What is your artistic background?

I am an artist, musician, poet, songwriter and bon vivant, but I am best known as the founder and band leader of Tobacco Road’s legendary house band, Iko-Iko. My band rocked that house for over 30 years starting in 1980, sharing the stage with a who’s who of the best of the blues—people like John Lee Hooker, Albert King, Dr. John and on and on and on. The whole story can be found at iko-iko.com

What is your favorite memory of Tobacco Road, the 100-year-old Miami bar that closed its doors in 2014?

In 1980, I got the job as front man for the band that was to become Iko-Iko because the singer’s wife wouldn’t let him work there. The hours were too late (4 a.m.) and the neighborhood was too dangerous. I was so excited. It was my first real gig. It was pretty low-down, didn’t pay much, and I loved it. In the years to follow, I would play there well over 5,000 times. In November 2014, I played the very last set to a very packed house. When I finished, they locked the doors, and two weeks later, Miami’s oldest bar went under the wrecking ball.

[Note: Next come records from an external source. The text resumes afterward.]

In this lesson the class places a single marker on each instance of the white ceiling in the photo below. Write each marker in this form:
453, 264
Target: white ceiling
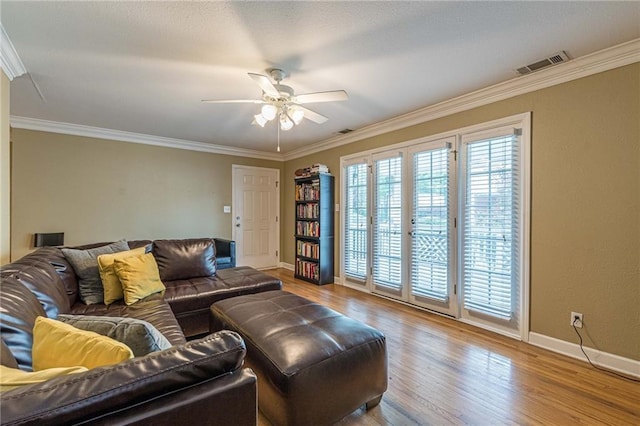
143, 67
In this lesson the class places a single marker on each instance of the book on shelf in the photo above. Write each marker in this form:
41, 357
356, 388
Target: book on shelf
308, 211
307, 249
308, 229
312, 170
307, 269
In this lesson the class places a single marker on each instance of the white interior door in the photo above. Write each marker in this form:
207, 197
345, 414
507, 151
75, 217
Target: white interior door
256, 225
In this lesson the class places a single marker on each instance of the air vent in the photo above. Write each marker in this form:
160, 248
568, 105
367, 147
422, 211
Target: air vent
556, 58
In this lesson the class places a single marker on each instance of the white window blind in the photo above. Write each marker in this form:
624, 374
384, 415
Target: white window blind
430, 224
491, 239
356, 221
387, 223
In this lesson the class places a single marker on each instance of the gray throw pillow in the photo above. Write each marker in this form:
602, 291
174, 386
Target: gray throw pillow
85, 264
140, 336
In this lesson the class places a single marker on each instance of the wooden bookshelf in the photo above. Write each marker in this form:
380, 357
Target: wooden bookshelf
314, 230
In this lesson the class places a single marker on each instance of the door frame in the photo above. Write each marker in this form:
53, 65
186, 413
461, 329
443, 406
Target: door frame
234, 168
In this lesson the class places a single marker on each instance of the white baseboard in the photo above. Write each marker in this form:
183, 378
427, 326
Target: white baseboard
623, 365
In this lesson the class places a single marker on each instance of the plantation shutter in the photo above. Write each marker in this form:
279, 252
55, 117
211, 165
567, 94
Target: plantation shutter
387, 222
491, 236
430, 261
356, 218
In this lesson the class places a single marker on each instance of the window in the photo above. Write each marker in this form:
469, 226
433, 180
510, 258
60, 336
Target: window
387, 222
356, 217
447, 223
430, 224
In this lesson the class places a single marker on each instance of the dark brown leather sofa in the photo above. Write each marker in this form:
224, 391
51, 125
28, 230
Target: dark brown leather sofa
202, 379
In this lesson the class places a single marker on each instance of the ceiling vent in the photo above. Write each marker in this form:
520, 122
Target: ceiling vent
555, 59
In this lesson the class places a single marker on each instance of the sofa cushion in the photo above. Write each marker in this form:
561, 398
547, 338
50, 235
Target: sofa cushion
110, 281
154, 310
20, 308
56, 344
85, 264
139, 277
6, 357
41, 278
185, 259
11, 378
140, 336
199, 293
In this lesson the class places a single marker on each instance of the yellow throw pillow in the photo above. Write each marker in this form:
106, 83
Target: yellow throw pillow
110, 282
11, 378
139, 276
56, 344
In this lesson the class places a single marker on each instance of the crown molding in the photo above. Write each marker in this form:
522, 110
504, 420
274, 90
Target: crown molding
118, 135
603, 60
9, 59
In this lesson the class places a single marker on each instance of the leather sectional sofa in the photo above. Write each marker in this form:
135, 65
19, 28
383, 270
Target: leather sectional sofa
201, 379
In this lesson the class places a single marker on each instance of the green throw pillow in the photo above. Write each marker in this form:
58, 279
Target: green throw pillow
85, 264
140, 336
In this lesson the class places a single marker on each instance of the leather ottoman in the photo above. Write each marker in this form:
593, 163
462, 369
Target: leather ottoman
314, 365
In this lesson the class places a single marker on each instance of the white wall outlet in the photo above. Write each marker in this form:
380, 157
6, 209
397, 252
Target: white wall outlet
576, 319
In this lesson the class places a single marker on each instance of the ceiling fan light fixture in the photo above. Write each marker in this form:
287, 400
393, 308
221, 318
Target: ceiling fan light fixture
285, 122
269, 111
259, 120
296, 115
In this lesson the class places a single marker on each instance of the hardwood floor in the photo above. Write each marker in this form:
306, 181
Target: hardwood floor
444, 372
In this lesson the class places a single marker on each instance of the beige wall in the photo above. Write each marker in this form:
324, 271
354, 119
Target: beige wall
102, 190
5, 172
585, 214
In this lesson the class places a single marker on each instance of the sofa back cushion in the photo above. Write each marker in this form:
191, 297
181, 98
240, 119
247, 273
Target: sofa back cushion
41, 278
20, 308
184, 259
6, 357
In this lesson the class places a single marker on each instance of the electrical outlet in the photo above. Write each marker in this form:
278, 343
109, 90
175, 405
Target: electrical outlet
576, 319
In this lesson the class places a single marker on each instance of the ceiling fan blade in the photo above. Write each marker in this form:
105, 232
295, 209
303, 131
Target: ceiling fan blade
311, 115
331, 96
265, 84
232, 101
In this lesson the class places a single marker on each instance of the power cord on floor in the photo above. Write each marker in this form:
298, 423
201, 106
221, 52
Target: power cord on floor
595, 366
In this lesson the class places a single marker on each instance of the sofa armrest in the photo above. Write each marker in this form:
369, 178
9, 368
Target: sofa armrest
226, 248
143, 389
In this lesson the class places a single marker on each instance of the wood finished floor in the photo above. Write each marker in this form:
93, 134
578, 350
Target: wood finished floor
444, 372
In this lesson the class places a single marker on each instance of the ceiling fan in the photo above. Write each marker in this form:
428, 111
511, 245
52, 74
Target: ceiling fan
279, 100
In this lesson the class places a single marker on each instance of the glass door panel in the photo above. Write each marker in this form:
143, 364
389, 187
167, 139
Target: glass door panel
387, 225
432, 258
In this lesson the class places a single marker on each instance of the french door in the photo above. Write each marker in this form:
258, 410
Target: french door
412, 217
443, 224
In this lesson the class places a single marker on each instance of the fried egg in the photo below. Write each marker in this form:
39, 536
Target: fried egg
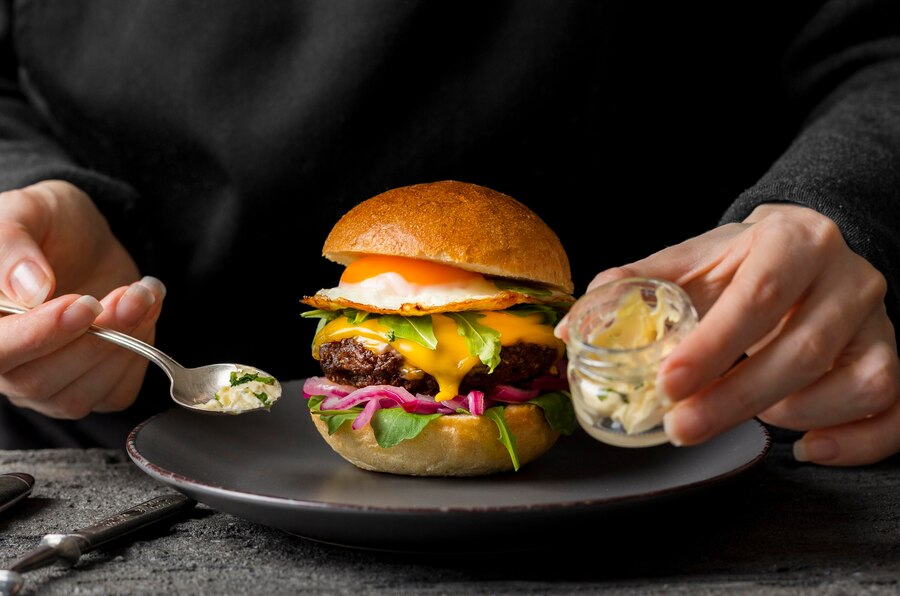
399, 285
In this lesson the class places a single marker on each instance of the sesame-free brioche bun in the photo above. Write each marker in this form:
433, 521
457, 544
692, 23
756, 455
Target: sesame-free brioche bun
455, 223
458, 445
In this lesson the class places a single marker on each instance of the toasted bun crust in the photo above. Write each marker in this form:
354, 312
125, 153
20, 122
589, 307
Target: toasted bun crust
457, 223
454, 445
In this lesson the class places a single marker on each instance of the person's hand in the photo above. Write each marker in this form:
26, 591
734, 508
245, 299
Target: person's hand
785, 289
54, 242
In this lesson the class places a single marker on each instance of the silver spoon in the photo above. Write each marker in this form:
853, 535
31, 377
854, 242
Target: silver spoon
228, 388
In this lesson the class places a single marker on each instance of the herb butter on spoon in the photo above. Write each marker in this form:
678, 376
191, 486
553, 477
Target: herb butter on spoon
247, 389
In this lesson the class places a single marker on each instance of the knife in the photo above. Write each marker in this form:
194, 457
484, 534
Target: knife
68, 548
14, 486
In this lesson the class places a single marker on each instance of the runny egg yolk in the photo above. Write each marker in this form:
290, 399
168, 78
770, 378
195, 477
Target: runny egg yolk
416, 271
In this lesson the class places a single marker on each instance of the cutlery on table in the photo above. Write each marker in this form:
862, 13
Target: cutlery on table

How do you bring the blues in Pinecrest?

I never moved to the Village of Pinecrest. Pinecrest moved to me. In 1987, I bought a very nice little duplex in Sunniland, Florida. Raised my family here on one side with my mom on the other. I had been here almost 10 years when the Village of Pinecrest was incorporated in March of 1996.

Where are you from?

I was born in Newark, New Jersey, in 1953. Raised up in Houston, Texas, and arrived in Miami in the fall of 1966. I loved living in South Dade and was very disappointed when, in 1968, my dad informed me that we were moving to Brazil. I loved my three years in Rio. I read a thousand books, learned to play the guitar, got involved with the visual arts, creative writing and music appreciation from the blues to bossa nova.

I graduated from Escola Americana do Rio de Janeiro in 1971 and attended Miami Dade College and finally graduated with a bachelor’s of fine arts in art from Florida International University. The head of my art department, fellow Pinecrestonian Jim Cooper, lives right behind me.

Would you tell us something that no one knows about you?

I have to be listening to music if I want to fall asleep at night.

What’s your favorite quotation?

“Success is going from failure to failure without losing enthusiasm.”

—Winston Churchill

What’s your favorite thing about the Village of Pinecrest?

Saturday morning garage-sale shopping and Sunday morning breakfast at Wagons West Restaurant.